Quite the opposite, the reforms were part of the brutal system prisoners were rebelling against. “The program which we are submitted to under the façade of rehabilitation,” wrote the prison rebels at Attica in their manifesto, “are relative to the ancient stupidity of pouring water on a drowning man, inasmuch as we are treated for our hostilities by our program administrators with their hostility as medication.” The reforms hailed nationally stoked the uprising.
On Attica’s 45th anniversary, we are again in a time where there is lots of talk about prison reform. Our politicians, both Republican and Democrat, quickly went from ignoring mass incarceration to using it as a buzzword, exchanging promises of criminal justice reform for votes. Those in charge of the prisons and jails, like DOC Commissioner Joseph Ponte in New York City and John Wetzel in Pennsylvania, are praised and branded as ‘reformers,’ and changes such as tasers for officers and new restrictive units are applauded as reforms. In his great reforms, Ponte limited solitary confinement in the punitive segregation unit and opened up indefinite solitary confinement in his new Enhanced Supervision Housing units. While he illustrates his plans to end solitary confinement for 18 to 21 year olds (instead of ‘inmates’ like the DOC labels other people incarcerated, these lucky people are called ‘young adults’), it involved building the Secure Housing Unit for young adults.
The Secure Housing Unit, described proudly by the staff of the DOC, is an alternative to solitary confinement where young adults at Rikers Island will be rehabilitated and treated in programs based on a compliance model. Unlike solitary confinement where detainees are sentenced to a set number of days for an infraction, in the Secure Housing Unit, obedience means you’re eventually awarded with returning to general population; dissent and noncooperation means you’ll remain in the restrictive unit indefinitely. In this Secure Housing Unit, the common area consists of four larger cages. Those held in this unit, will leave their smaller cage each day for a larger cage, where all this wonderful treatment will take place.

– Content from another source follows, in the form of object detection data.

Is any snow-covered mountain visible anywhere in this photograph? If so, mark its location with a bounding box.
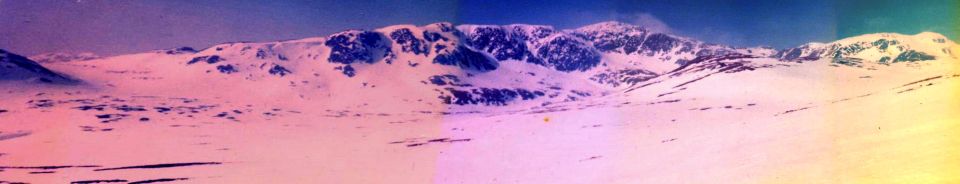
[29,52,100,63]
[0,49,77,84]
[775,32,957,67]
[11,22,955,109]
[0,22,960,183]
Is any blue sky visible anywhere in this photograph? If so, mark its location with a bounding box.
[0,0,960,55]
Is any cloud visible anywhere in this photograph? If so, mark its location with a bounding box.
[616,13,673,33]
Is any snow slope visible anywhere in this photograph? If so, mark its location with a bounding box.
[0,22,960,183]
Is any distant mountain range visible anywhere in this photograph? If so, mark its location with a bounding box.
[0,22,957,105]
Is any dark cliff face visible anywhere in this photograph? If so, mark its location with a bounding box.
[537,37,600,72]
[324,31,390,64]
[0,49,80,84]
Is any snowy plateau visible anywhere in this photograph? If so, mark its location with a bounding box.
[0,22,960,183]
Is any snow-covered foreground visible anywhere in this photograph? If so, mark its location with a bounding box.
[0,61,960,183]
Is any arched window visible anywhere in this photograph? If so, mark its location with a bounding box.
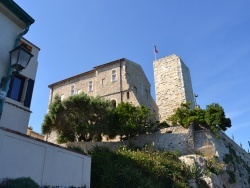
[111,99,116,108]
[70,85,75,95]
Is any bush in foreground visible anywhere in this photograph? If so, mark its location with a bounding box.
[0,177,39,188]
[90,147,189,188]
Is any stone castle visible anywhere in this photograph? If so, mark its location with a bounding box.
[49,55,194,121]
[47,55,250,188]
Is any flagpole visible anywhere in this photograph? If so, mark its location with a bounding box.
[153,44,156,60]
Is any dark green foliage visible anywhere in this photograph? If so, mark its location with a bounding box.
[222,184,227,188]
[227,170,236,184]
[114,102,154,140]
[223,154,233,164]
[207,157,223,175]
[42,94,157,143]
[0,177,39,188]
[42,94,112,143]
[168,103,231,133]
[205,103,232,131]
[91,147,189,188]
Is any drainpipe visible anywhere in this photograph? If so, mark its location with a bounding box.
[0,23,30,119]
[119,59,123,102]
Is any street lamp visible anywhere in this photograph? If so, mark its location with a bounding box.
[194,94,198,108]
[0,45,33,119]
[0,45,33,89]
[10,45,33,74]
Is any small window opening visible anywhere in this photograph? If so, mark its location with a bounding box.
[127,91,129,99]
[111,99,116,108]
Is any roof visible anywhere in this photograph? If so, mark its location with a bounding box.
[0,0,35,25]
[48,58,125,88]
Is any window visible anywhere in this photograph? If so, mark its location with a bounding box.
[70,85,75,95]
[134,86,137,95]
[111,70,117,82]
[102,78,106,85]
[145,89,148,100]
[89,81,93,91]
[127,91,129,99]
[111,99,116,108]
[7,75,25,102]
[77,89,82,94]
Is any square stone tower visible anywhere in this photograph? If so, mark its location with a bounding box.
[154,54,195,121]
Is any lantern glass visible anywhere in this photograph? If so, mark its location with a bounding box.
[10,46,33,71]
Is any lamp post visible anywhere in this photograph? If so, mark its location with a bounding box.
[194,94,198,108]
[0,45,33,119]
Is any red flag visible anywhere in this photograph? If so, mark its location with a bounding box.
[154,45,158,53]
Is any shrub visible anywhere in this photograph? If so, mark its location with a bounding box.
[90,146,189,188]
[0,177,39,188]
[227,170,236,184]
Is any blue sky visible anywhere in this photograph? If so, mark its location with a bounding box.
[15,0,250,150]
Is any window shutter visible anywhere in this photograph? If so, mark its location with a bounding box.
[24,79,35,107]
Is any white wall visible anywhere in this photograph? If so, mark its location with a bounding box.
[0,128,91,187]
[0,3,40,133]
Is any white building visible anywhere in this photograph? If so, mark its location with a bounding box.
[0,0,40,133]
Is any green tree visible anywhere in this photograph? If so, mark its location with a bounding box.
[42,94,112,143]
[42,94,155,143]
[205,103,232,131]
[168,103,231,133]
[114,102,155,140]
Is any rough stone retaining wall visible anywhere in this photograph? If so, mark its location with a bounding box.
[194,130,250,164]
[68,126,194,155]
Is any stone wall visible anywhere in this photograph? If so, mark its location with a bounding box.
[154,54,194,121]
[67,126,194,155]
[194,130,250,164]
[195,130,250,188]
[49,59,157,111]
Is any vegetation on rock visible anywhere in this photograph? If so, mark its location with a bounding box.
[42,94,156,143]
[0,177,39,188]
[168,103,232,133]
[77,146,190,188]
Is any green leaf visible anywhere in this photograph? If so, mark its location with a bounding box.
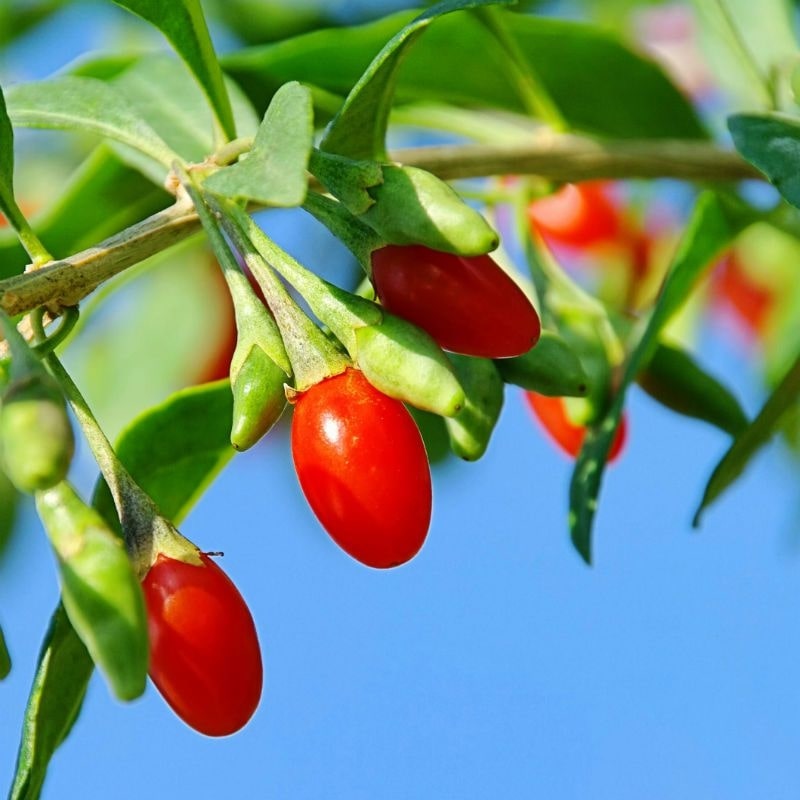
[205,81,314,207]
[6,75,177,168]
[692,0,797,108]
[636,342,747,436]
[0,628,11,681]
[114,0,236,139]
[9,603,93,800]
[223,7,706,140]
[0,82,35,244]
[728,113,800,208]
[320,0,516,161]
[0,0,68,46]
[0,145,171,278]
[0,83,19,225]
[0,462,20,558]
[693,355,800,527]
[10,381,233,800]
[36,481,149,700]
[569,193,746,564]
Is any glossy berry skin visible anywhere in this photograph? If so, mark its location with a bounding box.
[292,369,432,568]
[525,392,628,463]
[528,181,624,248]
[372,245,541,358]
[142,554,263,736]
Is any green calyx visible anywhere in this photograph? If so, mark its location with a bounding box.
[308,151,500,264]
[636,342,747,436]
[445,354,504,461]
[36,482,149,700]
[495,330,589,397]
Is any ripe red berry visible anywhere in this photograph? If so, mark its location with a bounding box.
[525,392,628,463]
[528,181,625,248]
[372,245,541,358]
[292,369,431,568]
[142,554,263,736]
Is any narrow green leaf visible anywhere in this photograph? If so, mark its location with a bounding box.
[10,381,233,800]
[693,348,800,527]
[569,192,746,564]
[94,381,234,524]
[0,80,41,255]
[114,0,236,139]
[205,81,314,207]
[6,75,177,168]
[0,0,68,46]
[728,113,800,208]
[0,83,19,225]
[320,0,516,161]
[495,330,589,397]
[0,628,11,681]
[9,603,93,800]
[223,11,706,139]
[0,470,19,558]
[444,353,505,461]
[636,342,747,436]
[111,53,259,175]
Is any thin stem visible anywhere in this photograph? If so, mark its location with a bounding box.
[478,8,569,131]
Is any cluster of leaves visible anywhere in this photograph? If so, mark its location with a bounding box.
[0,0,800,798]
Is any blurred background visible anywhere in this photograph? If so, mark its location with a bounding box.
[0,0,800,800]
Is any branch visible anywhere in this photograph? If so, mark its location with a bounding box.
[0,136,763,328]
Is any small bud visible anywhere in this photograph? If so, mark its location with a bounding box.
[359,165,500,256]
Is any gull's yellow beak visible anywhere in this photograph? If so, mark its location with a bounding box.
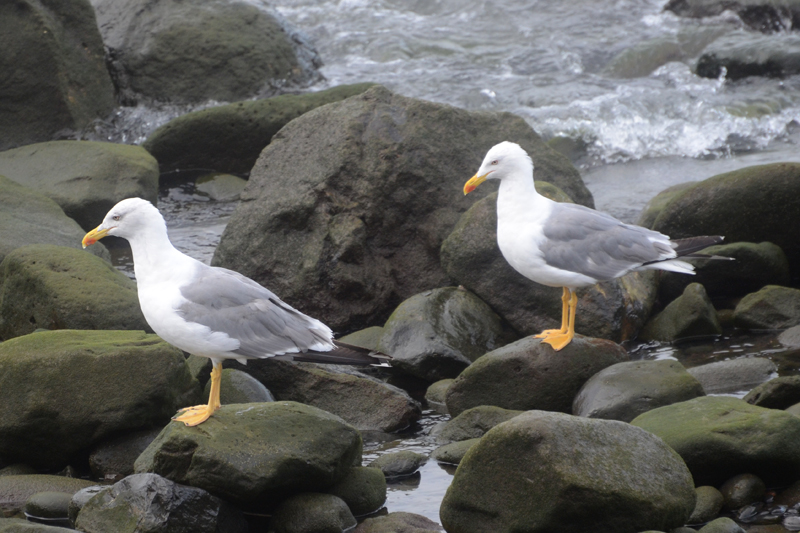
[464,172,491,194]
[81,226,113,248]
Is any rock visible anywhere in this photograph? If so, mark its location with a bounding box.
[93,0,320,105]
[378,287,518,381]
[631,396,800,486]
[425,379,453,405]
[431,438,481,465]
[0,463,37,476]
[142,83,374,174]
[325,466,386,516]
[0,0,116,151]
[339,326,383,350]
[68,485,108,524]
[0,176,111,262]
[353,512,444,533]
[689,357,778,394]
[75,474,247,533]
[212,87,592,330]
[664,0,800,33]
[269,492,356,533]
[436,405,524,442]
[367,450,428,478]
[135,402,361,505]
[194,174,247,202]
[0,244,151,340]
[719,474,767,511]
[24,491,72,519]
[687,485,725,524]
[0,518,75,533]
[446,335,628,417]
[0,330,200,468]
[203,368,275,404]
[0,141,158,231]
[698,517,745,533]
[652,163,800,277]
[89,428,161,481]
[734,285,800,329]
[440,411,695,533]
[639,283,722,342]
[658,242,790,301]
[0,474,94,514]
[744,376,800,409]
[219,359,422,431]
[441,191,656,341]
[572,360,705,422]
[695,31,800,81]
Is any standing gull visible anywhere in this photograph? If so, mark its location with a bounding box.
[464,141,723,350]
[83,198,388,426]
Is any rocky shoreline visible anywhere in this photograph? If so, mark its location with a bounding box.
[0,0,800,533]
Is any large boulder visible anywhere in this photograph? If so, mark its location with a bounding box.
[0,244,151,340]
[219,359,422,431]
[142,83,374,174]
[695,30,800,80]
[75,474,248,533]
[640,283,722,342]
[0,141,158,231]
[733,285,800,329]
[92,0,321,105]
[135,402,361,505]
[631,396,800,486]
[441,193,656,341]
[658,242,791,302]
[446,335,628,417]
[440,411,695,533]
[0,330,200,468]
[212,86,592,330]
[377,287,518,381]
[0,0,116,150]
[0,175,111,262]
[572,360,705,422]
[652,163,800,276]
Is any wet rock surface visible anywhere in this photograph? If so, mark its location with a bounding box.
[93,0,319,105]
[441,411,695,533]
[377,287,517,381]
[213,87,591,330]
[142,83,373,174]
[135,402,362,504]
[572,360,705,422]
[0,175,110,261]
[640,283,722,341]
[734,285,800,329]
[75,474,247,533]
[0,330,200,468]
[226,359,421,431]
[0,244,152,340]
[689,357,778,394]
[631,396,800,486]
[441,190,656,341]
[0,0,115,151]
[0,141,158,231]
[446,335,628,417]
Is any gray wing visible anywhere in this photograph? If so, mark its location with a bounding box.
[178,265,332,358]
[540,203,675,281]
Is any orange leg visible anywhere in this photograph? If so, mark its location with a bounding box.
[172,361,222,426]
[534,287,570,342]
[542,290,578,351]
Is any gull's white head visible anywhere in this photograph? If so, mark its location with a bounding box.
[83,198,167,248]
[464,141,533,194]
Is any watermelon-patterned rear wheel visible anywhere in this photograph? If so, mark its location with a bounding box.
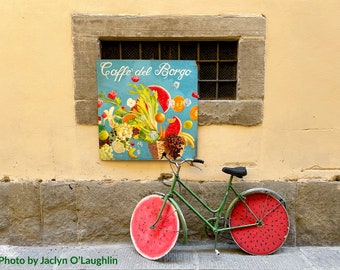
[130,195,180,260]
[229,192,289,255]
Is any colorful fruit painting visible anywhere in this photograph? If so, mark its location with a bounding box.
[97,60,198,160]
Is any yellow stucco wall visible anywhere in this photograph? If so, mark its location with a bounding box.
[0,0,340,180]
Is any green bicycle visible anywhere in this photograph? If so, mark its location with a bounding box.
[130,153,289,260]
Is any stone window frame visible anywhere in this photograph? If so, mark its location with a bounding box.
[72,14,266,126]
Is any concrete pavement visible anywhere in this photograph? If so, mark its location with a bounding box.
[0,242,340,270]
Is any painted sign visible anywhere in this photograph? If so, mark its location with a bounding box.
[97,60,198,160]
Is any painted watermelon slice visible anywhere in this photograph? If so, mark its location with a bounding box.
[229,193,289,255]
[148,85,171,112]
[130,195,180,260]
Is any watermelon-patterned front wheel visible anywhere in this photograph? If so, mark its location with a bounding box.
[229,192,289,255]
[130,195,180,260]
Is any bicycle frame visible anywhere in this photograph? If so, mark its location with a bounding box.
[150,158,261,251]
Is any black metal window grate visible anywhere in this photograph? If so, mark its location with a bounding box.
[101,40,238,100]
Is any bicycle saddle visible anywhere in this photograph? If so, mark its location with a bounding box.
[222,167,247,178]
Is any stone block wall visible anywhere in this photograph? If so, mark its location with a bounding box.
[0,180,340,246]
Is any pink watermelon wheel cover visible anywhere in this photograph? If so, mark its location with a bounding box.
[130,195,180,260]
[229,193,289,255]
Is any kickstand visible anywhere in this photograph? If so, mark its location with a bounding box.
[215,232,220,255]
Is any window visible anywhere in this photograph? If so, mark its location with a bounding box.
[100,40,238,100]
[72,15,266,126]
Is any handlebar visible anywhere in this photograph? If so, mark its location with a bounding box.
[161,152,204,166]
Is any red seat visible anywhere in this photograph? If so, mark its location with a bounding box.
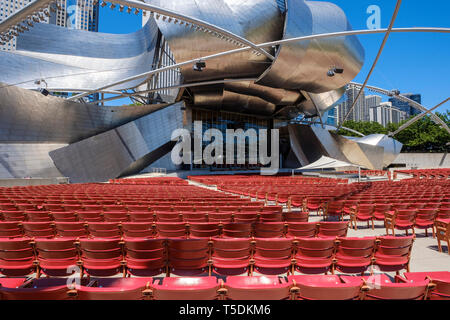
[0,278,75,300]
[295,238,335,274]
[0,238,36,277]
[350,204,374,230]
[103,205,128,212]
[55,222,89,239]
[259,212,283,223]
[375,236,414,273]
[403,271,450,300]
[167,239,209,276]
[0,221,23,238]
[212,237,252,275]
[103,211,130,222]
[22,222,55,239]
[222,223,252,238]
[317,221,348,238]
[180,212,208,223]
[156,212,183,222]
[152,277,220,300]
[122,222,155,238]
[288,275,363,300]
[384,209,416,236]
[52,212,78,222]
[251,238,293,275]
[77,211,104,222]
[156,222,187,238]
[77,278,153,300]
[335,237,376,273]
[255,222,284,238]
[342,276,431,300]
[0,210,27,222]
[225,276,290,300]
[284,211,309,222]
[414,209,436,238]
[373,203,391,221]
[189,222,221,238]
[88,222,122,239]
[286,222,318,238]
[24,211,53,222]
[80,239,125,277]
[233,212,259,223]
[125,239,167,277]
[36,239,78,277]
[323,200,345,220]
[208,212,233,223]
[130,212,154,222]
[304,197,323,211]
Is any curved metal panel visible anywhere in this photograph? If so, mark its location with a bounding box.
[50,103,183,182]
[258,0,364,94]
[0,83,171,143]
[146,0,283,83]
[0,20,158,92]
[298,86,346,117]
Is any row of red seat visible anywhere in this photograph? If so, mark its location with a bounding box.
[0,237,414,277]
[0,272,450,300]
[0,207,288,222]
[0,222,348,239]
[109,177,189,185]
[188,175,348,186]
[394,168,450,179]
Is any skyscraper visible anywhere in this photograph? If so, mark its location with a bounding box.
[366,95,382,110]
[0,0,99,51]
[370,102,406,127]
[0,0,49,51]
[336,87,369,124]
[389,93,422,117]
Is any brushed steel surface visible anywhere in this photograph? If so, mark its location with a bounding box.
[355,134,403,167]
[0,83,170,143]
[50,102,184,182]
[260,0,364,93]
[0,19,158,92]
[145,0,283,83]
[0,143,67,178]
[331,133,384,170]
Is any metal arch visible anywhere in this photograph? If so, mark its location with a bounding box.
[0,0,275,61]
[389,97,450,137]
[349,82,450,133]
[110,0,275,61]
[69,27,450,101]
[338,0,402,129]
[88,78,257,104]
[336,126,366,137]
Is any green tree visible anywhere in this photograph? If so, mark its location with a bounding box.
[338,110,450,152]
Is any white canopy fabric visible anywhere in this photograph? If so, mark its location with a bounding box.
[295,156,360,170]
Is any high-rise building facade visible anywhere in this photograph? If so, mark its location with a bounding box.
[0,0,50,51]
[335,87,369,124]
[50,0,99,32]
[366,95,382,110]
[389,93,422,117]
[0,0,99,51]
[370,102,406,127]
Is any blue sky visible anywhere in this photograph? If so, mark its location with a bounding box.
[99,0,450,112]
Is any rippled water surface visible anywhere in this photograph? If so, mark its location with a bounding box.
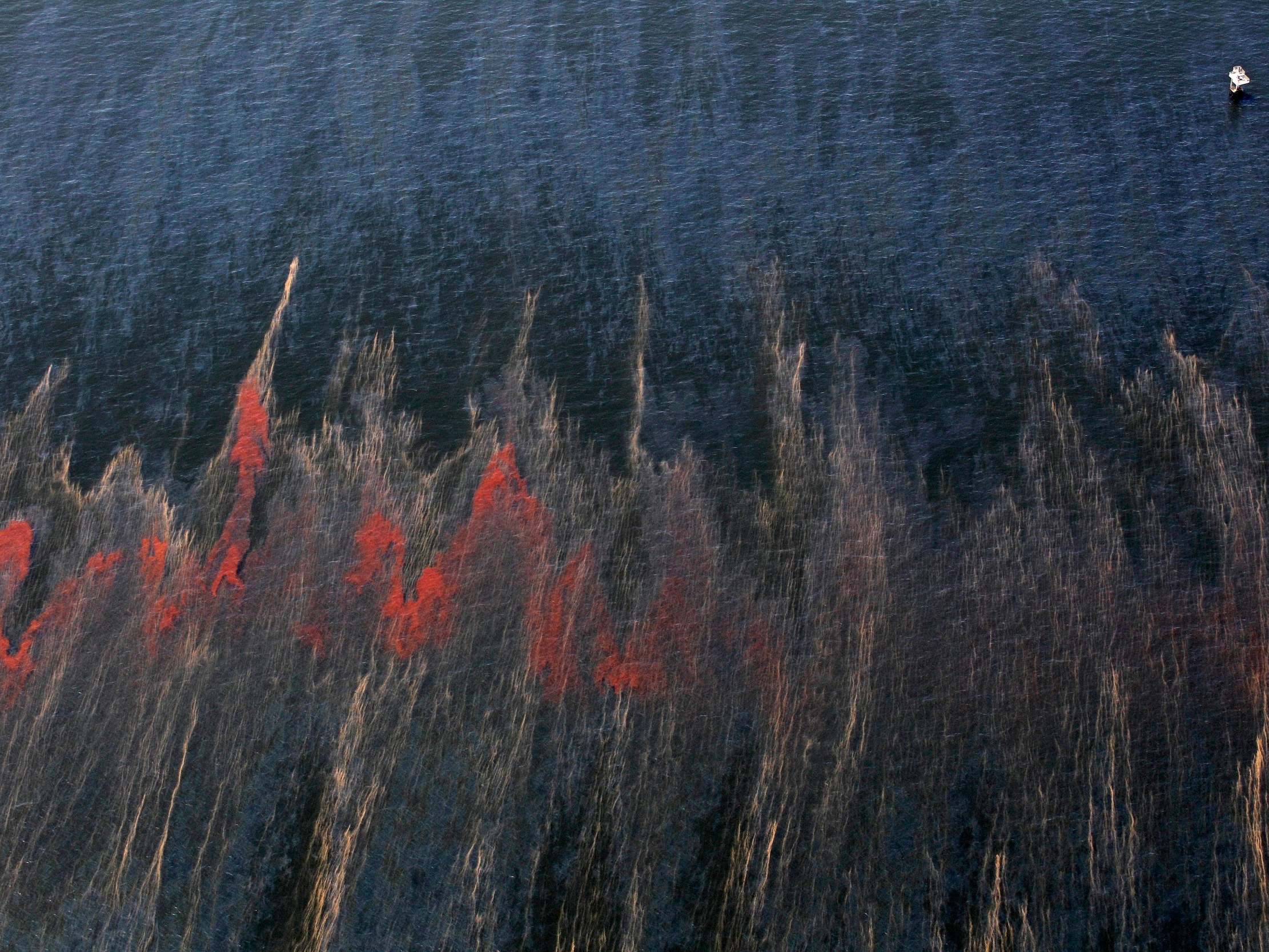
[0,0,1269,475]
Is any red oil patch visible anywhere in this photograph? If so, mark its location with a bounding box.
[0,549,123,707]
[525,542,613,701]
[383,565,456,659]
[137,536,199,656]
[595,634,666,694]
[344,509,405,594]
[454,443,551,576]
[207,380,269,598]
[296,622,330,657]
[23,549,123,644]
[363,443,551,659]
[0,519,35,619]
[0,636,35,709]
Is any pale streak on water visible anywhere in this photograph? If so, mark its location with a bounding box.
[0,0,1269,475]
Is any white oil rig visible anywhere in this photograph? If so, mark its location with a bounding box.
[1230,66,1251,95]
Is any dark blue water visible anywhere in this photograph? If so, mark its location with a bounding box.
[0,0,1269,485]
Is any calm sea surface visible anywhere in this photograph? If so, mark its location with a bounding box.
[0,0,1269,485]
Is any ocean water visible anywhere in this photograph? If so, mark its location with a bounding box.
[0,0,1269,479]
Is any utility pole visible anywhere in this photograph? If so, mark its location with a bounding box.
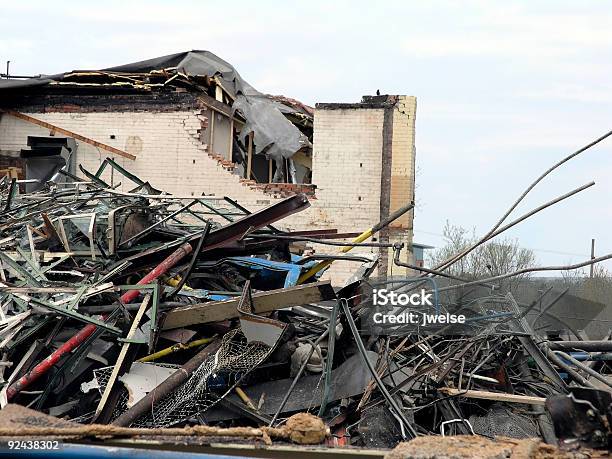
[591,239,595,278]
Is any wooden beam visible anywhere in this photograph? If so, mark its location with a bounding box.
[162,281,336,330]
[94,294,151,420]
[0,109,136,161]
[438,387,546,405]
[245,132,253,180]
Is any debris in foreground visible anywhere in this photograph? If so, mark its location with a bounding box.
[0,154,612,457]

Of course, New York is not alone. Alabama’s Department of Corrections is in the news bragging how they will be improving mental health treatment and Alabama’s governor wants to reform his prisons by building four new mega-prisons. These reforms are heralded by the powerful all while ignoring resistance happening behind bars or twisting that resistance to fit their agenda.
Meanwhile, the voices behind bars continue to grow louder and louder until they cannot be ignored: prison riots and mass escape attempts from Nebraska to Tennessee; hunger strikes and work strikes stretching from California to Michigan to Alabama. And now: the National Prison Strike, planned to begin on September 9.
If Ferguson is a prison rebellion as well, then #BlackLivesMatter, #SayHerName, and recent #PrisonStrikes are more than just somewhat related but intimately intertwined; and piecemeal reforms like body cameras, community policing, better neighborhood jails, new risk assessment technology, and lowered mandatory minimum sentencing (coupled with new mandatory minimums) are so obviously far from being ‘solutions’ but just the opposite, steps that will solidify and acquire more power in order to imprison Black America.
Soon it may become apparent that reforms praised by the powerful are not just the opposite of the solution, but part of the reason why prisoners are resisting. And if that is made clear, then this time around, we should ask how we found ourselves here again and to listen – intently – because those in prison will tell us what comes next.